El presidente de EEUU, Donald Trump, ha calificado de “grave error” la elección de Mojtaba Jameneí como nuevo líder supremo de Irán, vista como un desafío de Teherán en medio de la guerra de Washington e Israel contra la nación persa. “Creo que cometieron un gran error. No sé si durará.
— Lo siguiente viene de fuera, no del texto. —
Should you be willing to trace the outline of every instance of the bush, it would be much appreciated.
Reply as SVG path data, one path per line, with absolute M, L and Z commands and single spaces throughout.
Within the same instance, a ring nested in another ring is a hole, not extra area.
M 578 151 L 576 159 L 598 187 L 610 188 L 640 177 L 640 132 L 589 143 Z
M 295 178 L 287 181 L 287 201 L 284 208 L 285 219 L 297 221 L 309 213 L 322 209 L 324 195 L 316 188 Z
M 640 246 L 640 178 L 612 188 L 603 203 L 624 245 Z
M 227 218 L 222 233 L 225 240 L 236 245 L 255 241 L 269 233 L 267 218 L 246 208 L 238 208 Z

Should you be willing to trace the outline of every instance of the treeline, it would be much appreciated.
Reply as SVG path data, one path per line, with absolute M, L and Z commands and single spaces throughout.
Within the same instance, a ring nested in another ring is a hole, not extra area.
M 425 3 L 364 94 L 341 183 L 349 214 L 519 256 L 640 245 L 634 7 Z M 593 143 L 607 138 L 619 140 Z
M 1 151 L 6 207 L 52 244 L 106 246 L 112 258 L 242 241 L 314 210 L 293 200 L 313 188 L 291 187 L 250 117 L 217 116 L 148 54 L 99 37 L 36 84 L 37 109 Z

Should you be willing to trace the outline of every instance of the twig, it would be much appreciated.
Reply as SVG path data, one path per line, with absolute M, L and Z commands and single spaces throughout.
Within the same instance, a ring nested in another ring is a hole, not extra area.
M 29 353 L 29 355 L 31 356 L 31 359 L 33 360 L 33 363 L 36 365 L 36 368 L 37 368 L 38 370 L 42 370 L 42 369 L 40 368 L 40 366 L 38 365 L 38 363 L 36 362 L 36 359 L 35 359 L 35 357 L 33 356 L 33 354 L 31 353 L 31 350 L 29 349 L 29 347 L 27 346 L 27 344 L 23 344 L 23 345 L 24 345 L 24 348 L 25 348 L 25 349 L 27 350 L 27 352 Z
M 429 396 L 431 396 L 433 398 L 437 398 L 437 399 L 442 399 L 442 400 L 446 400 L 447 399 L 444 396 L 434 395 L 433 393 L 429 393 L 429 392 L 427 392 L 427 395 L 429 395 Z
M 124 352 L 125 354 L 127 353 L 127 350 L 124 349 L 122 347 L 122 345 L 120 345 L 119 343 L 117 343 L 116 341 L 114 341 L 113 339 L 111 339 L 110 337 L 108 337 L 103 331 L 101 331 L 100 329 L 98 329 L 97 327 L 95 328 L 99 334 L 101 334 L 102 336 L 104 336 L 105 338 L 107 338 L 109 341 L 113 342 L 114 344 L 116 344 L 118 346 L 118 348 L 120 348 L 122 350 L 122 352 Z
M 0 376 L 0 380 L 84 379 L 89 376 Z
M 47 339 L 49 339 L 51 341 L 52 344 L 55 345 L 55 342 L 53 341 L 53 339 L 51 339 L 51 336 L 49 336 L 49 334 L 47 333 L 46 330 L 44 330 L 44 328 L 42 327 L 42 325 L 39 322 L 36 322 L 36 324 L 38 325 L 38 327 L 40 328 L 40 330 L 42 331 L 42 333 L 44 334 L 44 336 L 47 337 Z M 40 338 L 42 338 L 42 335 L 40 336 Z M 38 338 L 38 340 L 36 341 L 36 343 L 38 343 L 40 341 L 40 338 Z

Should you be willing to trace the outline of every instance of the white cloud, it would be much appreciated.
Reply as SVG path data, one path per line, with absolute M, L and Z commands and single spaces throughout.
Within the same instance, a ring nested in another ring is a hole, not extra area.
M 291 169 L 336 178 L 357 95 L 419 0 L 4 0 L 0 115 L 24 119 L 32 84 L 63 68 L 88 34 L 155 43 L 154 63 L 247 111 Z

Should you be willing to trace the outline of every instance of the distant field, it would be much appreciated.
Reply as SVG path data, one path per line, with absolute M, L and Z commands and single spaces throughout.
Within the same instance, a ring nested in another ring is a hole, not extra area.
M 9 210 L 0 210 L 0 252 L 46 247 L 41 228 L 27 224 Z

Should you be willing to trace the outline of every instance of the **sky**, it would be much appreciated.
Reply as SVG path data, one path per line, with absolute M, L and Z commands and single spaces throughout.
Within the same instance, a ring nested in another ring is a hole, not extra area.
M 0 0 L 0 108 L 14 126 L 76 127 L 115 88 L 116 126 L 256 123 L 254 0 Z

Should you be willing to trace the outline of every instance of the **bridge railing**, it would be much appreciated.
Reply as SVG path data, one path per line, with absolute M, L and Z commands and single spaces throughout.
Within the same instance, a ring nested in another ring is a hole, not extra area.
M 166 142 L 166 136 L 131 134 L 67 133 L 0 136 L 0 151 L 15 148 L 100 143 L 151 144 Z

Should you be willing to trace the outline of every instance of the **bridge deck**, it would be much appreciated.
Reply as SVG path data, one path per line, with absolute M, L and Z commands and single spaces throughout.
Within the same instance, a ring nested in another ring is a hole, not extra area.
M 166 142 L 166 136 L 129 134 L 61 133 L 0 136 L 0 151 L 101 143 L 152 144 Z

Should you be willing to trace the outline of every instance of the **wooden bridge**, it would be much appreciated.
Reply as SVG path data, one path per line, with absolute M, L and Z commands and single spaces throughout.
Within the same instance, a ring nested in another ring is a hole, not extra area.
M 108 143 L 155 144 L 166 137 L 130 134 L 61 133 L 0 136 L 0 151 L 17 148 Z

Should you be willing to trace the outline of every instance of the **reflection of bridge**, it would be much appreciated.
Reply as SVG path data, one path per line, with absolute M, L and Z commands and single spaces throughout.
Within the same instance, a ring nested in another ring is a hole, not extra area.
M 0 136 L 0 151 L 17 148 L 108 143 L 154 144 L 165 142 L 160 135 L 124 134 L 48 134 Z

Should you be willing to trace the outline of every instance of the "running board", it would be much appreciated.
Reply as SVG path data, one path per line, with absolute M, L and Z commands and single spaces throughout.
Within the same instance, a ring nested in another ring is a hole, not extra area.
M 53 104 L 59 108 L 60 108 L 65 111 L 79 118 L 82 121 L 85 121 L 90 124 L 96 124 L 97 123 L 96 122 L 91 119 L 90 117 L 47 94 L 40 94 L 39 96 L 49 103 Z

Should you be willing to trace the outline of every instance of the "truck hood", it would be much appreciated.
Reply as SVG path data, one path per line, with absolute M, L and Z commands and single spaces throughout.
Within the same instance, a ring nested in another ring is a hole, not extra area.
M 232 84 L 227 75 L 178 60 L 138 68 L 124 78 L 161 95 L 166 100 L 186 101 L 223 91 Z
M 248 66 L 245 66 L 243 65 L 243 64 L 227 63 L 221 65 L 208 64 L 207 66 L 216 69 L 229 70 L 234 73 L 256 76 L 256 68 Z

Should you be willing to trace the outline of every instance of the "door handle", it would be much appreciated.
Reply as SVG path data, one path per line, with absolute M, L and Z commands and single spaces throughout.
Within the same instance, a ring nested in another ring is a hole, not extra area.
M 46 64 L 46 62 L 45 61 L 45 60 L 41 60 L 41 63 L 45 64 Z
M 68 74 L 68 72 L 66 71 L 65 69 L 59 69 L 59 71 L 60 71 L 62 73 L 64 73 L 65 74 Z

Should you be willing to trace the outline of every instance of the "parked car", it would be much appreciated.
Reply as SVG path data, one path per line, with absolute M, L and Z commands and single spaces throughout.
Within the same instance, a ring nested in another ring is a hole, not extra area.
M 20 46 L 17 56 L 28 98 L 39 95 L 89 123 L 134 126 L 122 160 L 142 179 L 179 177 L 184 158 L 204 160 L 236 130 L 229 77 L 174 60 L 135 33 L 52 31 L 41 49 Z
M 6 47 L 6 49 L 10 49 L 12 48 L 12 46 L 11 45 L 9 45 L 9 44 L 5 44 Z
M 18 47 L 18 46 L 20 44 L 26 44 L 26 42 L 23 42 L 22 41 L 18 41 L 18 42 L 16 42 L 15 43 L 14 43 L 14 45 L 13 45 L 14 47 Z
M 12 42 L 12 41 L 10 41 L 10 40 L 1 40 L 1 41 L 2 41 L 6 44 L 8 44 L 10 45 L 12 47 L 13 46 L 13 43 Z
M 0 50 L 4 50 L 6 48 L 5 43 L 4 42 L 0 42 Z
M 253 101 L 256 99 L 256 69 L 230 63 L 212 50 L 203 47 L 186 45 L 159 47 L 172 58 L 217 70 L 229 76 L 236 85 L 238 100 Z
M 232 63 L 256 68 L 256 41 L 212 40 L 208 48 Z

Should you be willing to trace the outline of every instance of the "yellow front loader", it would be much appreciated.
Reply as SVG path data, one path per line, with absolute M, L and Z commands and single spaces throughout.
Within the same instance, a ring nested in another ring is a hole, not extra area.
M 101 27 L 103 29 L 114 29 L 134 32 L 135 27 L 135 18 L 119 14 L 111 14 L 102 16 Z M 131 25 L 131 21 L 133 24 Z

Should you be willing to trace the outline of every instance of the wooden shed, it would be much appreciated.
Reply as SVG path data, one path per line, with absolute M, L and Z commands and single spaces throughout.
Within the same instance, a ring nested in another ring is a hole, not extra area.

Creo que cometieron un error”, ha trasladado el mandatario a la cadena NBC sobre el nuevo dirigente iraní, hijo de Alí Jameneí, el ayatolá que estuvo en el poder más de 30 años y fue asesinado durante los primeros ataques de la operación ‘Furia Épica’ el 28 de febrero.
Por su parte, el embajador de Israel ante la ONU, Danny Danon, ha asegurado que la elección de Mojtaba Jameneí para suceder a su padre no supone un cambio del régimen con el que la operación conjunta con EEUU quiere terminar. “Cambiar al hombre que está al mando no cambia el régimen“, ha declarado el embajador israelí en una rueda de prensa. “Es la misma ideología, las mismas ambiciones nucleares, los mismos misiles balísticos, los mismos representantes del terrorismo…”, ha indicado.
Según Danon, Israel sigue “comprometido” con los objetivos de la operación conjunta con Washington “para desmantelar las capacidades nucleares y balísticas del régimen y debilitar la maquinaria que le permite amenazar a la región y oprimir a su propio pueblo”. “A medida que la maquinaria se debilite, ustedes, el pueblo de Irán, tendrán la oportunidad de forjar su futuro con derechos y justicia para las mujeres”, ha agregado.
Trump, que ya había calificado al religioso de 56 años de “peso ligero”, dudó la semana pasada sobre la permanencia en el poder de un nuevo líder supremo que no contara con su visto bueno. “Tendrá que obtener nuestra aprobación”, dijo Trump en una entrevista con la cadena ABC News. “Si no la obtiene, no durará mucho”, advirtió el republicano, quien no descartó aceptar a un sucesor vinculado al antiguo régimen de los ayatolás siempre que sea un “buen líder”.
Mojtaba Jameneí fue elegido el domingo como tercer líder del sistema sagrado de la República Islámica de Irán para “evitar que el país quede sin liderazgo”. La Guardia Revolucionaria, el cuerpo militar más poderoso del país, expresó su lealtad y lo saludó lanzando una oleada de ataques en su nombre.
EEUU e Israel lanzaron un operativo militar a gran escala que ya entra en su segunda semana con sucesivos bombardeos a objetivos dentro de Irán que han resultado en la muerte de Alí Jameneí, parte de la cúpula militar iraní y cientos de civiles, entre ellos niños.
Teherán ha respondido con ataques a las embajadas y bases militares estadounidenses en países de la región, entre ellos Kuwait y Arabia Saudí, en los que han muerto al menos siete militares norteamericanos. Trump ha justificado la ofensiva militar en la supuesta intención de Irán de “apoderarse de todo Oriente Medio” y ha descrito al país como un “tigre de papel” cuyas capacidades de defensa han sido neutralizadas.